Data quality is defined by the ability to meet the expectations of data consumers and how well it represents the concepts it is created to represent. Organizations should document their data requirements and articulate expectations of their data quality that requires monitoring. Data quality monitoring involves that the data utilized in your organization is complete, accurate, reliable, and consistent. By implementing a data management system and automated data quality, you can accurately and consistently monitor your organizational metrics and identify errors that might hinder the data set from serving its intended purpose. Lack of a data quality monitoring system in an organization is associated with operational snafus, uninformed business decisions and strategies, and inaccurate analytics.
Table of Contents
Metrics Of Data Quality That Requires Monitoring:
Data accuracy is an important standard of data quality framework as it defines usability. Inaccurate data often results from poor data entry practices, ignoring data quality, and poor regulation of data accessibility, and can disrupt processes in your organization and hinder operational efficiency. Data quality monitoring can help identify inaccurate data to ensure accurate data analytics.

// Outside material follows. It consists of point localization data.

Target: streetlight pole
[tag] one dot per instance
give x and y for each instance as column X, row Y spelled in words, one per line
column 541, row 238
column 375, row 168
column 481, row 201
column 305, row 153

Completeness as a dimension of data quality refers to the proportion of present data against the potential “100% complete”. The absence of gaps in your data set eliminates the possibility of getting inaccurate insights from it. In addition, missing data can translate to considerable losses in leads and prospects in the corporate world. Through data quality monitoring, you can identify the missing entries and measure the degree of completeness.
Consistency in data quality ensures that analytics correctly capture data across various records. Establishing consistency can be challenging unless you have a data monitoring system that performs routine testing across multiple data sets. Data consistency is closely related to data accuracy; hence, ensuring consistency helps in ensuring that your data quality is high.
Validity refers to the degree to which a data set meets certain qualities, such as value size, format, and acceptable values for enumerations. Visual identification of invalid data is not usually easy but it might become so through exploratory statistical analysis, which is part of the data quality monitoring process. Data quality monitoring focuses on investing trends, relationships with quantitative data, and establishing patterns to identify invalid data.
Ensuring uniqueness in data quality by measuring data against all records helps eliminate overlapping and duplication, resulting in more accurate data analysis. In addition, maintaining uniqueness in a data set improves data governance and accelerates compliance. An automated data quality monitoring system can effectively detect overlapping and duplication in your data set because of the standardized data formats.
Data quality monitoring is crucial for maintaining high-scoring data sets that businesses can use to avoid operational problems, make well-informed decisions, and conduct accurate analytics. The need for data quality monitoring is emphasized for large organizations handling high data volume from different sources. A data quality monitoring system will focus on achieving these important data quality metrics.